Bolsonaro dispara dados falsos sobre economia, saúde e educação

DCM
Da Exame:
No dia 11 de maio, o presidenciável falou à rádio Super Notícia, de Belo Horizonte, e destacou assuntos como a crise dos venezuelanos em Roraima, o comprometimento do Orçamento federal com despesas obrigatórias e os gastos com a dívida pública.O Truco – projeto de checagem de fatos da Agência Pública – verificou oito frases da entrevista de Bolsonaro para a rádio. O pré-candidato havia sido checado em abril de 2017. Além dele, outros oito políticos que pretendem disputar a Presidência já foram verificados.
(...)
“[Em Roraima, com a chegada de refugiados venezuelanos], a violência multiplicou-se por quatro.”
Falso.
As solicitações de refúgio feitas por venezuelanos ao governo federal cresceram 2.073% entre 2015 e 2017, de acordo com dados do Ministério da Justiça. Nesse mesmo período agravou-se a crise econômica e política na Venezuela. Os números mais recentes disponíveis sobre criminalidade na região, no entanto, mostram que a quantidade de crimes variou muito pouco entre 2014 e 2016. Nenhum desses indicadores teve seu número quadruplicado. A afirmação de Jair Bolsonaro é falsa.
(…)
“A questão [de saúde] bucal é responsável por 30% dos prematuros.”
Falso.
Não é a primeira vez que o pré-candidato cita dados que associam saúde bucal a partos prematuros. Em entrevista coletiva em Manaus, Bolsonaro também apresentou como proposta de campanha o investimento em odontologia na saúde pré-natal para diminuir o número de prematuros, a mortalidade infantil e os altos custos com neonatal. De acordo com pesquisas e especialistas, não é possível estabelecer as exatas causas de prematuridade, e a saúde bucal não está nem entre os principais fatores de risco. Por isso, a afirmação foi considerada falsa.
(…)
“Hoje em dia nós temos o pior índice de educação do Brasil. Na penúltima prova do Pisa no Brasil nós ficamos nos últimos lugares entre 64 países.”
Falso.
É verdade que o Brasil ficou entre os últimos colocados na prova do Programa Internacional de Avaliação de Alunos (Pisa) nos dois últimos anos da avaliação (2015 e 2012).

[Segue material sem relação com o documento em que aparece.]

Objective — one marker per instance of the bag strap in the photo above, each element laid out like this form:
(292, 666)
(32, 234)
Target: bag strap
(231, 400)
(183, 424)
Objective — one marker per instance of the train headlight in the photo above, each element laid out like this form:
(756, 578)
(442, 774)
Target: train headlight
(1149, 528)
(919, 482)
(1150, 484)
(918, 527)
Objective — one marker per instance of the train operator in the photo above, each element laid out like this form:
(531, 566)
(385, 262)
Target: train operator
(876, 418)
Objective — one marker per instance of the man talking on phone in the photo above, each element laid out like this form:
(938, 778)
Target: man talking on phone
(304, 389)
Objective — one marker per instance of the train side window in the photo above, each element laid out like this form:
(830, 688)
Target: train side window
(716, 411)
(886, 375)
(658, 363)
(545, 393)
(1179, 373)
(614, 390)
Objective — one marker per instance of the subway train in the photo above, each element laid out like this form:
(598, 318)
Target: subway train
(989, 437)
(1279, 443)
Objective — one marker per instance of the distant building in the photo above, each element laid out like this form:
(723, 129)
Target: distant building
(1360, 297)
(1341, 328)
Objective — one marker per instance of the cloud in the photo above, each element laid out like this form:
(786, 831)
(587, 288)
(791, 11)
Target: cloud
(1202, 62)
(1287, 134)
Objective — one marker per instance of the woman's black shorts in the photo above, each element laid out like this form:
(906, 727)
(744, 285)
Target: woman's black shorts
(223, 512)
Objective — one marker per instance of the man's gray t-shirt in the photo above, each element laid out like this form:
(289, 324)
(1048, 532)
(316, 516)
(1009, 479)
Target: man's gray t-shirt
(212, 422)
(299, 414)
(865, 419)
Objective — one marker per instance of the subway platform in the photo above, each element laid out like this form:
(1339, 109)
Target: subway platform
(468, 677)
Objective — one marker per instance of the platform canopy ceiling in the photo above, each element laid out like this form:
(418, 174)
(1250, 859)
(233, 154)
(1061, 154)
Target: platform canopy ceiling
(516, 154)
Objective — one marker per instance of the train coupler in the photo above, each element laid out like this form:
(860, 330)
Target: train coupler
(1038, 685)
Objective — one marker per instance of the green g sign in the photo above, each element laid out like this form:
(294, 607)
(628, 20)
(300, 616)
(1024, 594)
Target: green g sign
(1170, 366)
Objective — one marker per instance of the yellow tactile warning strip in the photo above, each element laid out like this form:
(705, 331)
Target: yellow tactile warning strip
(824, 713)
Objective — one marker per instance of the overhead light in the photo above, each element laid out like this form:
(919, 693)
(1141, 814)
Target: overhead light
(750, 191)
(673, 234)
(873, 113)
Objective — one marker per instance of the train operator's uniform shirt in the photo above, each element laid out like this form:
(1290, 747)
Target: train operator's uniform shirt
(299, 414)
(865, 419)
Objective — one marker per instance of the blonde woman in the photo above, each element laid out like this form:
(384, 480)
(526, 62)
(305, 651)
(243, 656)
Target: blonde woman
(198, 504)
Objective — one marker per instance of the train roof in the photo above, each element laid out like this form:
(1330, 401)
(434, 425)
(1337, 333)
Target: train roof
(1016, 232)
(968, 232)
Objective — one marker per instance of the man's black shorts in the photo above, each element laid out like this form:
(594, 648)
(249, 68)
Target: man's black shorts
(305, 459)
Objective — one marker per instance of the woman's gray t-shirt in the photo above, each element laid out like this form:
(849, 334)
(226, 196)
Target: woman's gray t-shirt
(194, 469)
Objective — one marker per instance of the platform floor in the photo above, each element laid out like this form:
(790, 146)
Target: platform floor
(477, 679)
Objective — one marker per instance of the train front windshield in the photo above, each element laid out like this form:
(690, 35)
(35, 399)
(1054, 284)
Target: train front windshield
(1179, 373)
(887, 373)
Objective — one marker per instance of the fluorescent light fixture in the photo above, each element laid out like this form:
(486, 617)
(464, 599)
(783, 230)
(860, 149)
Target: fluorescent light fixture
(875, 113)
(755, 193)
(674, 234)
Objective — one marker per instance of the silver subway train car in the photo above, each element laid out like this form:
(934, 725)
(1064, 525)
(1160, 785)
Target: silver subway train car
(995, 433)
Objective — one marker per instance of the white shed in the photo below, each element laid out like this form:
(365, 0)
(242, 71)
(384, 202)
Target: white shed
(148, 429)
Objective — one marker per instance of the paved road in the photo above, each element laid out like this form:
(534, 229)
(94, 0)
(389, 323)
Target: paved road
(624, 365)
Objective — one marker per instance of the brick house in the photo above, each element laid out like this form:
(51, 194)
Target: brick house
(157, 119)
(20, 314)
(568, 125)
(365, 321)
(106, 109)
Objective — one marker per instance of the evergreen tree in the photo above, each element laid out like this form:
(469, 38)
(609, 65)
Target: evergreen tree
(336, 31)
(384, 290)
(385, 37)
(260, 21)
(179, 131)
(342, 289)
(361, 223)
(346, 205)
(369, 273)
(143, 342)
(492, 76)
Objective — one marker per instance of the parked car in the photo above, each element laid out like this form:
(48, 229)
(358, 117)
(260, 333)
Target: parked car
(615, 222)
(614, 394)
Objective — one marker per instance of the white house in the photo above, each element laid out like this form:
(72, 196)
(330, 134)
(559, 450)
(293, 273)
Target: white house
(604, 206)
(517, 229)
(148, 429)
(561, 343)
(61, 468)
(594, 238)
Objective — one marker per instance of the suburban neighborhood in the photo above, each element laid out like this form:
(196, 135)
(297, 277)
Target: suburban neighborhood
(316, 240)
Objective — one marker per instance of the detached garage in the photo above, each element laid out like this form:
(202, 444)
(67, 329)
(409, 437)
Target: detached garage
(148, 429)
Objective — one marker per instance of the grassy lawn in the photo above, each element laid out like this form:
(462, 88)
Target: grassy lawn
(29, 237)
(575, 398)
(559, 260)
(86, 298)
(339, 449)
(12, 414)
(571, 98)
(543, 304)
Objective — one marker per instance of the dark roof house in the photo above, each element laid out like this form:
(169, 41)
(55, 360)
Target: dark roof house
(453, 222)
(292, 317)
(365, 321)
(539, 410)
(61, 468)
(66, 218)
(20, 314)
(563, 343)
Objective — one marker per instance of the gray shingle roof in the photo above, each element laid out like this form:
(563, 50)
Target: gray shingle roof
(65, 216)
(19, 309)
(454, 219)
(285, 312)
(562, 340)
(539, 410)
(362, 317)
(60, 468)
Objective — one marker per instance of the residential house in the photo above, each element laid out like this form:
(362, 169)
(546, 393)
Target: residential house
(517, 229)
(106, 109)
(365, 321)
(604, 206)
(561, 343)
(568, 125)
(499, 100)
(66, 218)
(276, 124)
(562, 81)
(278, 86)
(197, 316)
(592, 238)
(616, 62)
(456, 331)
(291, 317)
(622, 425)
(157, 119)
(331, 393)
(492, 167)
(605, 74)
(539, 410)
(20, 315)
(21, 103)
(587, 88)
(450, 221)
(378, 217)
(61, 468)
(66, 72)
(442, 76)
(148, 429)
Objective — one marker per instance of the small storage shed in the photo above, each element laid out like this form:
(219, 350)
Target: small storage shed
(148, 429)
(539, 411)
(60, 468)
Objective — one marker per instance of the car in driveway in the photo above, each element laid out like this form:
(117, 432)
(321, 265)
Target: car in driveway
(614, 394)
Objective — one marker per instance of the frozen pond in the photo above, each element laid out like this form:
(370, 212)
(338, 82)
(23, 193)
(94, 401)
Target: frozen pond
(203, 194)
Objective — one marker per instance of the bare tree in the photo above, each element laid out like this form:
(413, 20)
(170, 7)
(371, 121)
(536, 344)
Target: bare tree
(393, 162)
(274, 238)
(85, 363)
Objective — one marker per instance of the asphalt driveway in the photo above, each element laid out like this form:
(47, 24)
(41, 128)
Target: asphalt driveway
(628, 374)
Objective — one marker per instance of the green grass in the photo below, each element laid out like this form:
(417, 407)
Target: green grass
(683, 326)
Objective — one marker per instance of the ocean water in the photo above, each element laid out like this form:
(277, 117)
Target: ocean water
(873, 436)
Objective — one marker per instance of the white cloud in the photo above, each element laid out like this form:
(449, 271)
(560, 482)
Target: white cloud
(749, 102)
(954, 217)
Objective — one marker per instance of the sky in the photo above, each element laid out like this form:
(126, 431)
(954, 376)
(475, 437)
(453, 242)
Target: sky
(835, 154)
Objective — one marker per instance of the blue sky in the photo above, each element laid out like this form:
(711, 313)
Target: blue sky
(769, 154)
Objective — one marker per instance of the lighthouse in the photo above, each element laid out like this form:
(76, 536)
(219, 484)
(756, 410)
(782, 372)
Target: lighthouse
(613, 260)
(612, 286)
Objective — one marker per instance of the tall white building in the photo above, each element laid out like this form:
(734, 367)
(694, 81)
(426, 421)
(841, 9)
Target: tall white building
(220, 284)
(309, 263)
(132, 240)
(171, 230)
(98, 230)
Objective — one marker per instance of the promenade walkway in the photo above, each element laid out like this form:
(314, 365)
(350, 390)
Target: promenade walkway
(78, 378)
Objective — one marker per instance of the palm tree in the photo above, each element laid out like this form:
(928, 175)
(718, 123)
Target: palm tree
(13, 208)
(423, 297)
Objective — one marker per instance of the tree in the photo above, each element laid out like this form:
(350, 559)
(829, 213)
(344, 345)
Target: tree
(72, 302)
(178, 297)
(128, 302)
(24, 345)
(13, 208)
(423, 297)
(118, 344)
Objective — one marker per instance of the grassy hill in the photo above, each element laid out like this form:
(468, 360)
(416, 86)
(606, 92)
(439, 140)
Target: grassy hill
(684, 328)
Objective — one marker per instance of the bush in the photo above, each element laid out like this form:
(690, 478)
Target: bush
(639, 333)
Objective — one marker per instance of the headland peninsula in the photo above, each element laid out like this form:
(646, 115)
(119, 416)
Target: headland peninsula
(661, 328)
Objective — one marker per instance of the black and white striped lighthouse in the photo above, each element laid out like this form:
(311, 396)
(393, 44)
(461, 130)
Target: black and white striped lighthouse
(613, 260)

Porém, o país teve melhora de seu desempenho desde a primeira edição do ranking e também mostrou elevação em outros índices de educação nos últimos anos. Por isso, a afirmação do pré-candidato foi considerada falsa.
(…)
“Hoje em dia, praticamente metade do que se arrecada é para juros e rolagem de dívida.”
Falso.
À primeira vista, a afirmação parece verdadeira. Isso porque, no ano passado, o gasto com a dívida pública foi de R$ 654 bilhões, de acordo com o Plano Anual de Financiamento do Tesouro Nacional. Como a arrecadação federal foi de aproximadamente R$ 1,34 trilhão em 2017, o gasto com a dívida seria equivalente a 48% da arrecadação total. No entanto, esses recursos empregados na manutenção da dívida pública não são originários da arrecadação de impostos do governo federal. A maior parte dos recursos destinados para o pagamento da dívida é levantada pelo Tesouro Nacional por meio de operações de refinanciamento ou emissão de novos títulos, ou seja, em operações com os chamados títulos mobiliários.
(…)
“A média são 350 [refugiados da Venezuela] por dia que entram [em Roraima].”
Exagerado.
A afirmação de Bolsonaro é exagerada. A assessoria de imprensa do parlamentar não forneceu a fonte dos dados, mas os números se aproximam daqueles citados em uma notícia da Câmara dos Deputados publicada em 16 de fevereiro. Entre 1º e 25 de janeiro, 354,6 estrangeiros entraram por dia em Roraima somente pelo posto da Polícia Federal instalado em Pacaraima. Contudo, a reportagem não informa quantas pessoas voltaram para a Venezuela nesse período.
(…)
“[Apesar de Roraima ser] um estado riquíssimo nas suas riquezas minerais, biodiversidade e terras agricultáveis, é um estado que nada produz, dada a questão indigenista e ambiental.”
Falso.
O presidenciável Jair Bolsonaro costuma criticar as exigências para licenciamento ambiental feitas pelo Instituto Brasileiro do Meio Ambiente e dos Recursos Naturais Renováveis (Ibama) e também as restrições que existem para exploração de terras indígenas, algumas delas previstas na Constituição. Para sustentar a tese de de que essas limitações afetam o desenvolvimento de algumas regiões do país, ele afirmou que, por conta desses impedimentos, o estado de Roraima nada produz. Os dados mostram que a frase de Bolsonaro é falsa.